T4 Templating Engine to the Rescue (sort of~!)

Its somewhat funny to me how the usual ‘knock’ against Open Source Software is the poor quality of the documentation that often accompanies it.  “Why can’t we have professional quality, comprehensive documentation for these OSS projects just like the really solid, professional quality documentation that comes from — oh, I don’t know — Microsoft for example?” is something that I hear frequently on message boards, forums, etc. from OSS adopters struggling to implement this, that, or the other OSS product into their projects.

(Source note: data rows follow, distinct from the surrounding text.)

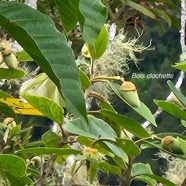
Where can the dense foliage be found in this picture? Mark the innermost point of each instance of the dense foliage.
(80, 62)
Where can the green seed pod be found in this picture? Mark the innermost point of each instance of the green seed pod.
(91, 152)
(36, 161)
(10, 60)
(129, 93)
(171, 144)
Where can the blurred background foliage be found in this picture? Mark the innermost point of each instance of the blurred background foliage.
(163, 30)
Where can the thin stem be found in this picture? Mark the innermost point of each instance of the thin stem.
(104, 78)
(139, 142)
(100, 140)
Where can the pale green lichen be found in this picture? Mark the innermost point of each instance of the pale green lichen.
(176, 168)
(115, 61)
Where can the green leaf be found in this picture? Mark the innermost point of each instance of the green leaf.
(11, 73)
(140, 8)
(128, 146)
(13, 165)
(163, 15)
(100, 44)
(5, 109)
(110, 168)
(180, 65)
(177, 93)
(126, 123)
(85, 82)
(95, 15)
(48, 47)
(50, 139)
(15, 130)
(92, 172)
(48, 151)
(46, 106)
(160, 179)
(171, 108)
(23, 56)
(142, 110)
(140, 168)
(138, 171)
(15, 181)
(183, 122)
(4, 94)
(94, 129)
(69, 13)
(105, 104)
(182, 145)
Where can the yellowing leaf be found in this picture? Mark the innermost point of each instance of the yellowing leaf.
(20, 107)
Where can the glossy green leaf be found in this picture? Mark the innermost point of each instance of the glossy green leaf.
(110, 168)
(11, 73)
(17, 181)
(183, 122)
(106, 167)
(23, 56)
(13, 165)
(105, 104)
(95, 15)
(142, 110)
(50, 139)
(140, 8)
(182, 145)
(48, 151)
(92, 172)
(95, 128)
(15, 130)
(163, 15)
(46, 106)
(4, 94)
(126, 123)
(171, 108)
(84, 79)
(160, 179)
(69, 13)
(100, 44)
(48, 47)
(128, 146)
(180, 65)
(140, 168)
(177, 93)
(5, 109)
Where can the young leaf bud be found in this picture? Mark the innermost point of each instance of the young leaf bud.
(171, 144)
(129, 93)
(85, 51)
(91, 152)
(10, 59)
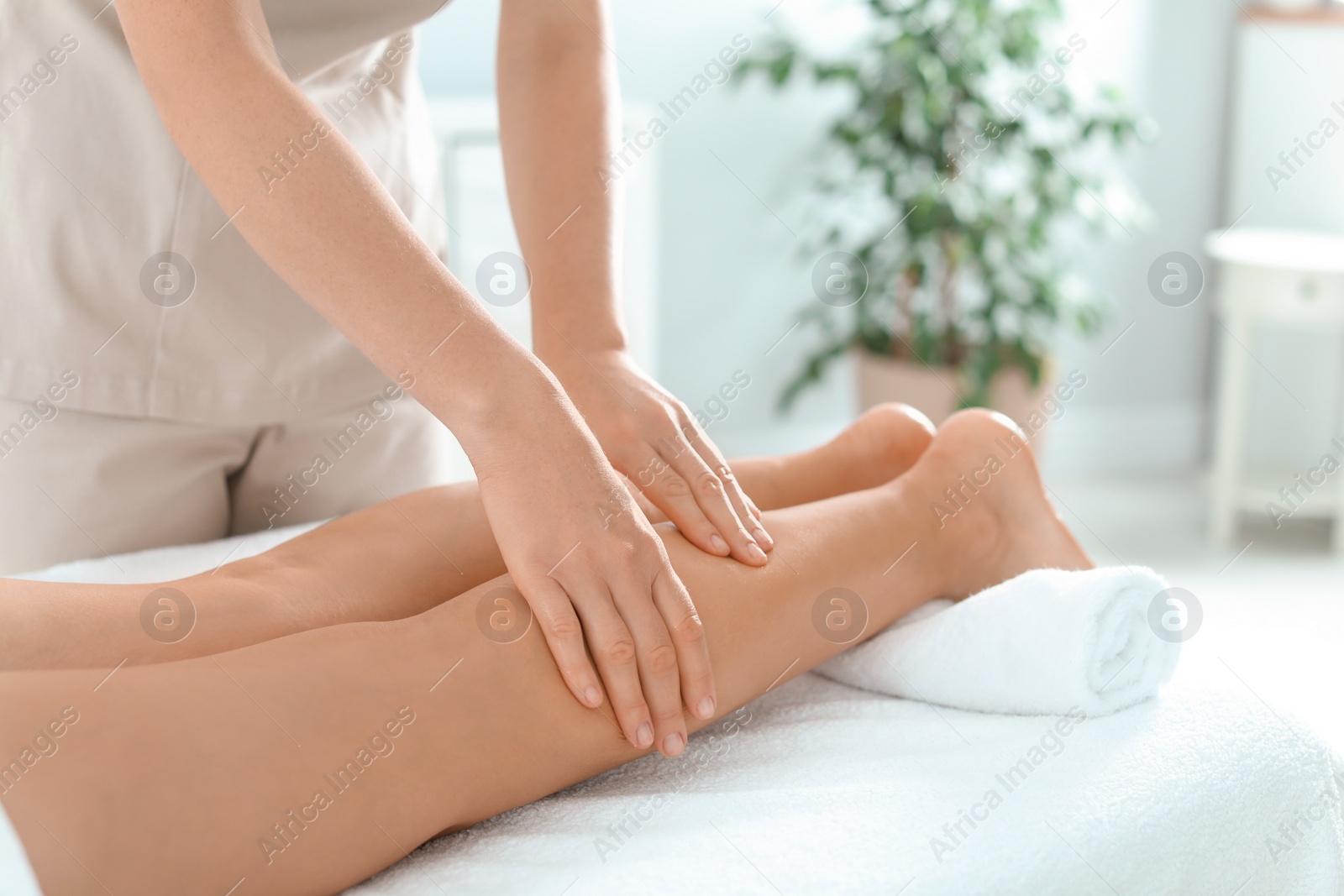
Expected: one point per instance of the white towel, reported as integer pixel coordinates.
(1039, 644)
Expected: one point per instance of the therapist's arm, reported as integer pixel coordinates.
(573, 537)
(559, 117)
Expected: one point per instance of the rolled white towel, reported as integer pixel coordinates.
(1039, 644)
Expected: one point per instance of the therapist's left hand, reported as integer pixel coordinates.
(654, 439)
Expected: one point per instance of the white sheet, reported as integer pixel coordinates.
(826, 789)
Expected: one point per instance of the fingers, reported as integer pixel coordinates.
(617, 658)
(692, 651)
(748, 512)
(692, 492)
(554, 614)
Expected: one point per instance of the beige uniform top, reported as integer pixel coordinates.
(93, 191)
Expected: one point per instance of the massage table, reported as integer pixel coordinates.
(819, 788)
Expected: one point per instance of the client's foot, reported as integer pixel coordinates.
(985, 483)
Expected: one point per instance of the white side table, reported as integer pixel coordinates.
(1280, 278)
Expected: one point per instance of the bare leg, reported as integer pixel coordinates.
(434, 544)
(178, 777)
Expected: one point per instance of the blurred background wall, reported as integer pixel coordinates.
(732, 271)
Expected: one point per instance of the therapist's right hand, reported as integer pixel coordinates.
(591, 569)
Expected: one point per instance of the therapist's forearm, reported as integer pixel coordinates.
(559, 117)
(316, 214)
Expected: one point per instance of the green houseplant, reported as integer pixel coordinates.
(961, 157)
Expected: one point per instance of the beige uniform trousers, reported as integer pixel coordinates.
(84, 485)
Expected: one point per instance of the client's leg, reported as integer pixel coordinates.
(306, 763)
(433, 546)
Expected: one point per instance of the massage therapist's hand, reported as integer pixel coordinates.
(654, 439)
(591, 567)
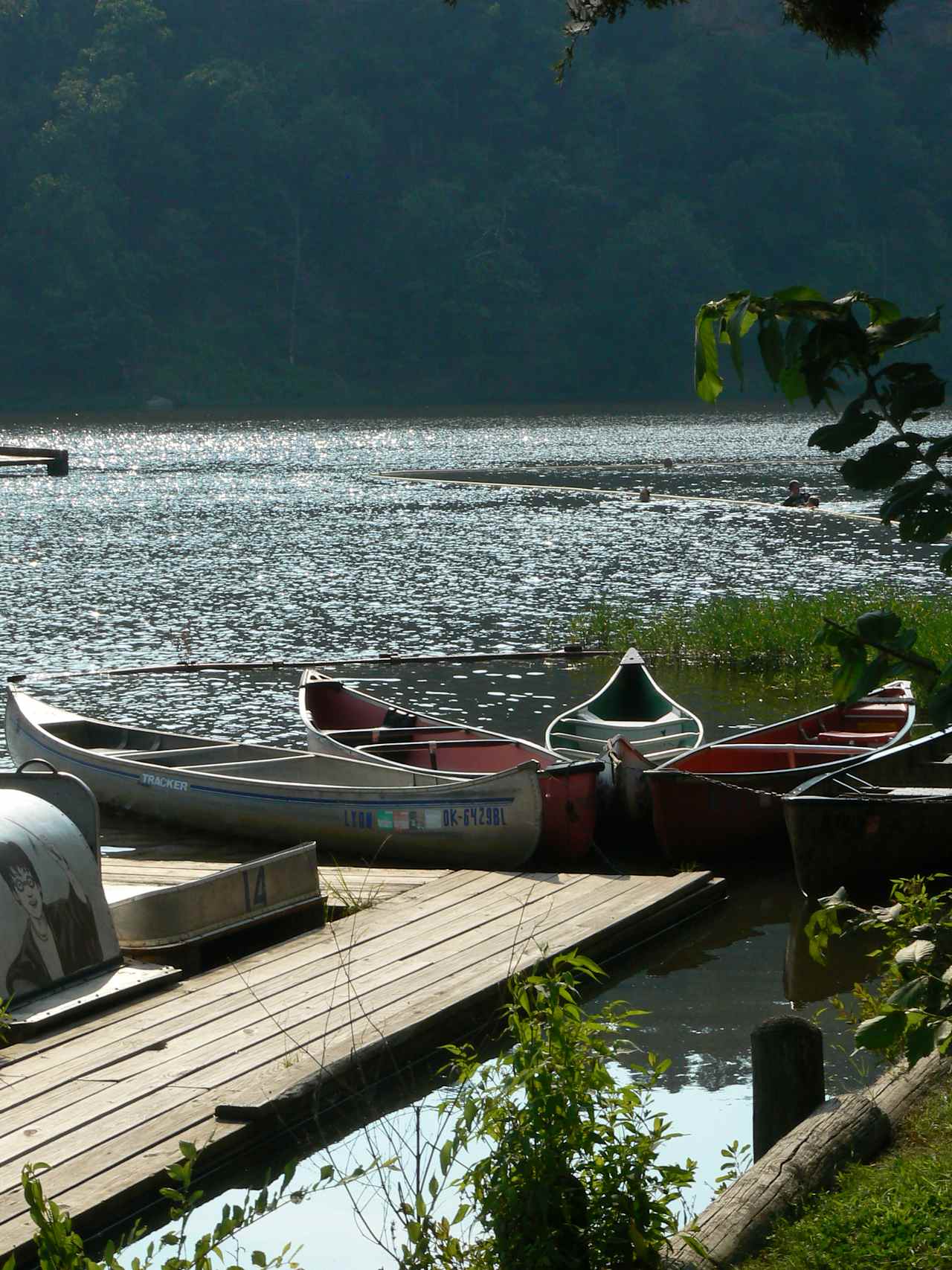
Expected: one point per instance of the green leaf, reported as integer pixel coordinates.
(792, 382)
(916, 390)
(900, 332)
(927, 519)
(882, 312)
(914, 953)
(882, 1031)
(878, 626)
(910, 993)
(880, 466)
(919, 1042)
(736, 333)
(907, 496)
(852, 427)
(709, 384)
(796, 294)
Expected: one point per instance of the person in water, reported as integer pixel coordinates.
(61, 935)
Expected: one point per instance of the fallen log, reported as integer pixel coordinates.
(855, 1126)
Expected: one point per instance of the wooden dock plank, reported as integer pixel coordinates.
(127, 1049)
(107, 1103)
(202, 1058)
(39, 1056)
(488, 966)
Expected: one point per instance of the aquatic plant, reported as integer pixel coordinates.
(57, 1246)
(757, 632)
(822, 343)
(573, 1176)
(909, 1010)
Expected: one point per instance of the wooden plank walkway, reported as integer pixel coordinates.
(257, 1043)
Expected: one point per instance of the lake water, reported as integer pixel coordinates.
(281, 539)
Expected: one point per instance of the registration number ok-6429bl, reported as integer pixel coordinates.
(414, 819)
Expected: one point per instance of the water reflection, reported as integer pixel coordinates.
(278, 539)
(269, 537)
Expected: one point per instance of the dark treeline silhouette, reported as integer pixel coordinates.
(358, 202)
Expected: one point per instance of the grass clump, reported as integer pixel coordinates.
(890, 1214)
(750, 632)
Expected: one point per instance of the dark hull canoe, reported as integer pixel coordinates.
(724, 801)
(341, 720)
(631, 705)
(887, 817)
(285, 797)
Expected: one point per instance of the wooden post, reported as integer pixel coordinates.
(786, 1056)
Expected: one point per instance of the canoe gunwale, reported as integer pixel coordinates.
(348, 819)
(632, 729)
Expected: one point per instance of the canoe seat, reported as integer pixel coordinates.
(876, 713)
(855, 738)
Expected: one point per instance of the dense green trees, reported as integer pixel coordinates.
(337, 203)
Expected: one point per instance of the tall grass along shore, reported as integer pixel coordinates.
(892, 1214)
(765, 634)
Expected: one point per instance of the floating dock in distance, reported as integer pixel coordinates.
(56, 461)
(255, 1045)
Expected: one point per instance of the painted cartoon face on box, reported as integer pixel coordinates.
(56, 919)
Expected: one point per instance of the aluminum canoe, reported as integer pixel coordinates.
(887, 817)
(630, 705)
(724, 799)
(344, 722)
(283, 797)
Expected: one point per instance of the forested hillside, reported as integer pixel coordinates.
(356, 202)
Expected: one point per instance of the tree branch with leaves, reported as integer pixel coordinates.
(813, 347)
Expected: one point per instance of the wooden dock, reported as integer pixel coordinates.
(56, 461)
(260, 1043)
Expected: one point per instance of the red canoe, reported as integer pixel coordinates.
(341, 720)
(724, 798)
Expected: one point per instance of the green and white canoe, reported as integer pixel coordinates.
(631, 705)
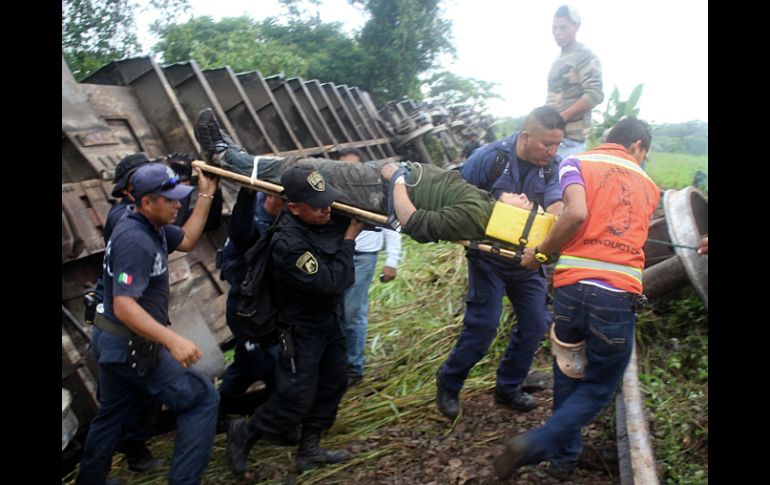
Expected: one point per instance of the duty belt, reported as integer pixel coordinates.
(106, 325)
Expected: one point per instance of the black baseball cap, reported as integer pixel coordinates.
(123, 171)
(303, 183)
(156, 178)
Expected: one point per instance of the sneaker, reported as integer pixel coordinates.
(512, 457)
(209, 135)
(448, 402)
(518, 400)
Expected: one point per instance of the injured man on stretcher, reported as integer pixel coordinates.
(443, 205)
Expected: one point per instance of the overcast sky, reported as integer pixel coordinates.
(662, 44)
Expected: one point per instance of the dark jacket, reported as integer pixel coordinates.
(312, 267)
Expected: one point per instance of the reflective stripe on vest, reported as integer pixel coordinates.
(566, 262)
(601, 157)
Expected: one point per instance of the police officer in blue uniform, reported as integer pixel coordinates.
(138, 355)
(312, 266)
(529, 166)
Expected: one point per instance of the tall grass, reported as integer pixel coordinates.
(675, 170)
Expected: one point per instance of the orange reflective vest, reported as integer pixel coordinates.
(621, 199)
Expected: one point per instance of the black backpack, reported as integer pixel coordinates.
(255, 309)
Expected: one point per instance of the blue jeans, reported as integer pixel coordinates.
(488, 281)
(569, 147)
(356, 308)
(606, 320)
(186, 392)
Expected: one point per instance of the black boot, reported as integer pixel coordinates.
(208, 134)
(240, 439)
(139, 457)
(448, 402)
(311, 455)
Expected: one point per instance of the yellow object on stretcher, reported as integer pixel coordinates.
(508, 223)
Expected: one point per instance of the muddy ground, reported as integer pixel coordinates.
(423, 448)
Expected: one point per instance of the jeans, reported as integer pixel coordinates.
(487, 283)
(356, 311)
(186, 392)
(606, 321)
(569, 147)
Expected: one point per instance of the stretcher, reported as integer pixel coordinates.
(506, 244)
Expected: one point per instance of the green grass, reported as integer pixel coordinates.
(675, 170)
(673, 357)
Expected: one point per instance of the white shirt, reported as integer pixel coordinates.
(371, 242)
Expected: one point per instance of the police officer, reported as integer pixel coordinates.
(609, 202)
(312, 265)
(138, 355)
(531, 169)
(252, 215)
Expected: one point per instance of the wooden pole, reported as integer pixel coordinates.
(276, 189)
(360, 214)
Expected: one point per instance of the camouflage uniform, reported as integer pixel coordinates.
(577, 73)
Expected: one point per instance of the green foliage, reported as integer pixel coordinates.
(329, 53)
(690, 137)
(239, 42)
(401, 40)
(450, 89)
(95, 32)
(614, 112)
(675, 170)
(673, 342)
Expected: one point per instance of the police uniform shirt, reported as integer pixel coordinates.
(312, 267)
(136, 265)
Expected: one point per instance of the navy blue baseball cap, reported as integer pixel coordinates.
(156, 178)
(303, 183)
(124, 169)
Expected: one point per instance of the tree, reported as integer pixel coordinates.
(615, 111)
(330, 54)
(401, 40)
(450, 89)
(95, 32)
(239, 42)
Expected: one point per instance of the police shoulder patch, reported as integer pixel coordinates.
(316, 180)
(307, 263)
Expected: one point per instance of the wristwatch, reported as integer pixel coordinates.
(540, 257)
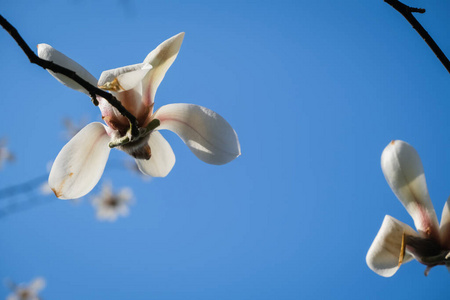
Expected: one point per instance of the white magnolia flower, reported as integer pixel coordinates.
(5, 153)
(109, 205)
(81, 162)
(27, 292)
(72, 128)
(397, 243)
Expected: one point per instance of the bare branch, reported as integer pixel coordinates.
(407, 11)
(93, 90)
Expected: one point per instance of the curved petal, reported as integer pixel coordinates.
(47, 52)
(161, 59)
(403, 171)
(444, 229)
(80, 164)
(384, 255)
(205, 132)
(162, 160)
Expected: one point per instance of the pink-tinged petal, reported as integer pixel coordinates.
(385, 254)
(444, 229)
(124, 78)
(161, 59)
(162, 160)
(403, 171)
(47, 52)
(80, 164)
(205, 132)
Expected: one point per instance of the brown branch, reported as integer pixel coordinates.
(407, 11)
(92, 90)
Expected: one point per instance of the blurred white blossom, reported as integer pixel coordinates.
(111, 205)
(45, 189)
(27, 292)
(5, 153)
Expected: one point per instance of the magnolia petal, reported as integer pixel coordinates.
(403, 171)
(37, 284)
(205, 132)
(444, 229)
(80, 164)
(384, 254)
(161, 59)
(162, 159)
(124, 78)
(47, 52)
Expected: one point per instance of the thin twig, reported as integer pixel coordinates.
(92, 90)
(407, 11)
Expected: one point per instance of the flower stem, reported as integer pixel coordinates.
(92, 90)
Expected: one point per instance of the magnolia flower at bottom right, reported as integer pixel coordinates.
(396, 242)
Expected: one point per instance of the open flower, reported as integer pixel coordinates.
(81, 162)
(27, 292)
(110, 205)
(397, 243)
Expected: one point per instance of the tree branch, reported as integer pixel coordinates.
(93, 90)
(407, 11)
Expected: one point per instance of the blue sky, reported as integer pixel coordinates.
(314, 89)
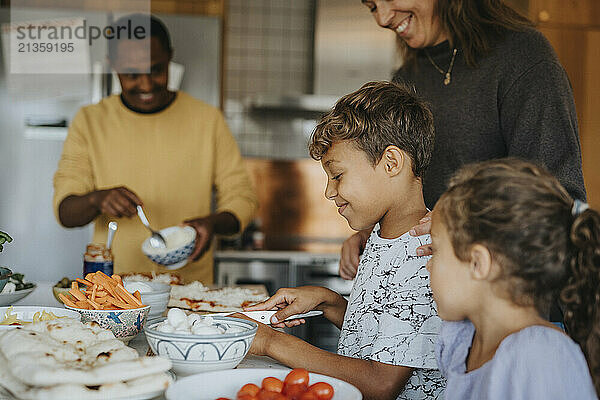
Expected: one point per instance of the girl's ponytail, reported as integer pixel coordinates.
(581, 294)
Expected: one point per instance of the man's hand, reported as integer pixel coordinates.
(351, 251)
(205, 228)
(4, 238)
(263, 337)
(423, 228)
(291, 301)
(116, 202)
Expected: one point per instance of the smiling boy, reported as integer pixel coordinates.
(374, 147)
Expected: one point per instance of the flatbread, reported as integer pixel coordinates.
(197, 297)
(67, 359)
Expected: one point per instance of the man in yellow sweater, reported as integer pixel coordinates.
(152, 147)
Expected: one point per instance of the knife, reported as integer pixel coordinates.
(265, 316)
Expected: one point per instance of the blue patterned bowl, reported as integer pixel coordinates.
(172, 258)
(124, 324)
(197, 353)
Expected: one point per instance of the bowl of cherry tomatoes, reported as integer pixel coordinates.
(262, 384)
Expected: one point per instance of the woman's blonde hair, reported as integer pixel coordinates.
(523, 215)
(473, 26)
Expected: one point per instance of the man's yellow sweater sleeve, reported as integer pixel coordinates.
(74, 173)
(235, 192)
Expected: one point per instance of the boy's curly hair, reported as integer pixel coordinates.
(523, 215)
(378, 115)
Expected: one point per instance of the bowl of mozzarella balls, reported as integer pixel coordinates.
(197, 343)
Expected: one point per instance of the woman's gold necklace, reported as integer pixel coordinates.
(447, 74)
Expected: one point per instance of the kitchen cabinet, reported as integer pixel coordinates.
(195, 7)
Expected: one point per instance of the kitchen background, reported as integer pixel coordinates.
(273, 66)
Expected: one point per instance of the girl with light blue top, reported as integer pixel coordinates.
(506, 238)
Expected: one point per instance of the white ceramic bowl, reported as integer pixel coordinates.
(26, 313)
(157, 297)
(174, 256)
(197, 353)
(213, 385)
(124, 324)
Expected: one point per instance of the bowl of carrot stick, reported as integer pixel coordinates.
(103, 299)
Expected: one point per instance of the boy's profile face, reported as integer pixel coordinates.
(355, 185)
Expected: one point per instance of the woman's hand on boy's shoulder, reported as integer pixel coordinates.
(352, 248)
(291, 301)
(423, 228)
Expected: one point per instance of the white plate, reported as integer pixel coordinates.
(7, 299)
(226, 383)
(26, 313)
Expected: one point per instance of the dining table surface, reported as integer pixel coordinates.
(42, 296)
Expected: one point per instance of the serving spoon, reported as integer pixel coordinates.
(156, 240)
(112, 228)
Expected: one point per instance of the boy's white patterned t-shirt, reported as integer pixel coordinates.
(391, 316)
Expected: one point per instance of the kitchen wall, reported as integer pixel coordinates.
(277, 51)
(269, 50)
(286, 63)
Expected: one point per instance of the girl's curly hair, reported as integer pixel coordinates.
(523, 215)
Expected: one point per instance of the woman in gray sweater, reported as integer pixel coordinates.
(496, 89)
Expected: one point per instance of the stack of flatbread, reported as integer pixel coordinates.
(197, 297)
(66, 359)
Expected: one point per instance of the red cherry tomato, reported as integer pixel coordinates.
(272, 384)
(266, 395)
(249, 389)
(308, 396)
(293, 392)
(323, 391)
(297, 376)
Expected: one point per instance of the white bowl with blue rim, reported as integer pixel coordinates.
(180, 245)
(124, 324)
(191, 354)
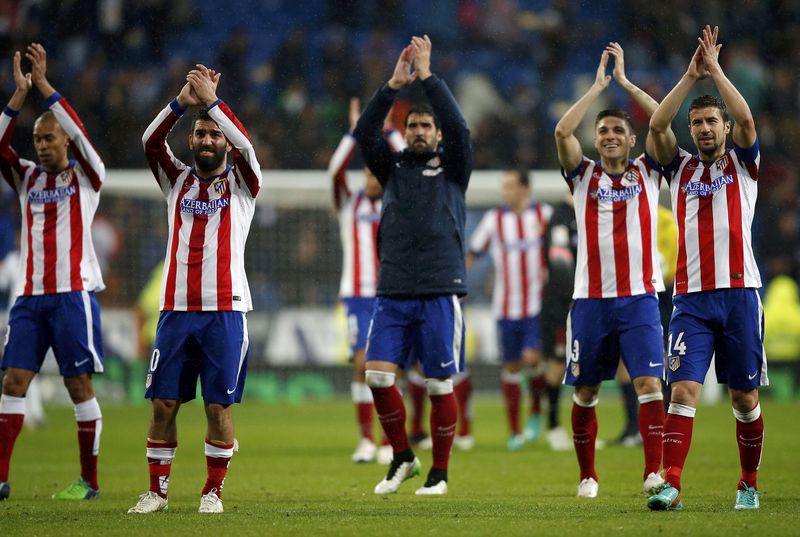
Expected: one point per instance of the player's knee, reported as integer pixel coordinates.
(15, 383)
(439, 386)
(164, 410)
(379, 379)
(79, 388)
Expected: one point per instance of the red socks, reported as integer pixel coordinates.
(462, 387)
(444, 414)
(362, 398)
(218, 457)
(418, 394)
(90, 425)
(750, 437)
(510, 384)
(390, 408)
(537, 386)
(12, 414)
(584, 435)
(159, 464)
(677, 439)
(651, 428)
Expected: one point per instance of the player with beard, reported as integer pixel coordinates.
(421, 270)
(716, 308)
(202, 329)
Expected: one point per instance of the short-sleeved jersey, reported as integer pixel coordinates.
(617, 229)
(56, 250)
(209, 218)
(359, 217)
(713, 204)
(516, 243)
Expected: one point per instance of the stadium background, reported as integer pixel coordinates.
(289, 69)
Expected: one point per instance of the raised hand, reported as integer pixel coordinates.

I won’t bother to delve into the often-debated reasons for the lack of interest in producing documentation for OSS projects because that’s not what this post is about and others have already beaten that topic long-since to death.  I will however talk a bit here about the fact that I’m not really sure any longer that its the case that Microsoft actually provides good documentation for all of their commercial offerings.

The Naked Emperor

I think its time that we acknowledge that in a lot of ways, the Emperor has no clothes (at least is some cases).  To be fair, Microsoft has really excellent documentation for many of their products.  But its apparent to me that not all Microsoft products have the same requirement for comprehensive documentation.

I just spent perhaps the most frustrating 6-8 hours of my recent memory attempting to implement something in a technology that Microsoft has not only developed and officially released, but provided in a commercial offering: the Text Template Transformation Toolkit (T4) that shipped as an add-on to Visual Studio 2005 (via the DSL SDK add-in) and is ‘fully-integrated’ into Visual Studio 2008.

When it was released for VS 2005, I must have been one of the five people who downloaded it and tried to do something useful with it.  After about an hour of struggling with it and discovering the near-perfect lack of any resources (online or otherwise) for doing anything with it, I put it to the side and went back to my existing code-generating toolset (MyGeneration at the time).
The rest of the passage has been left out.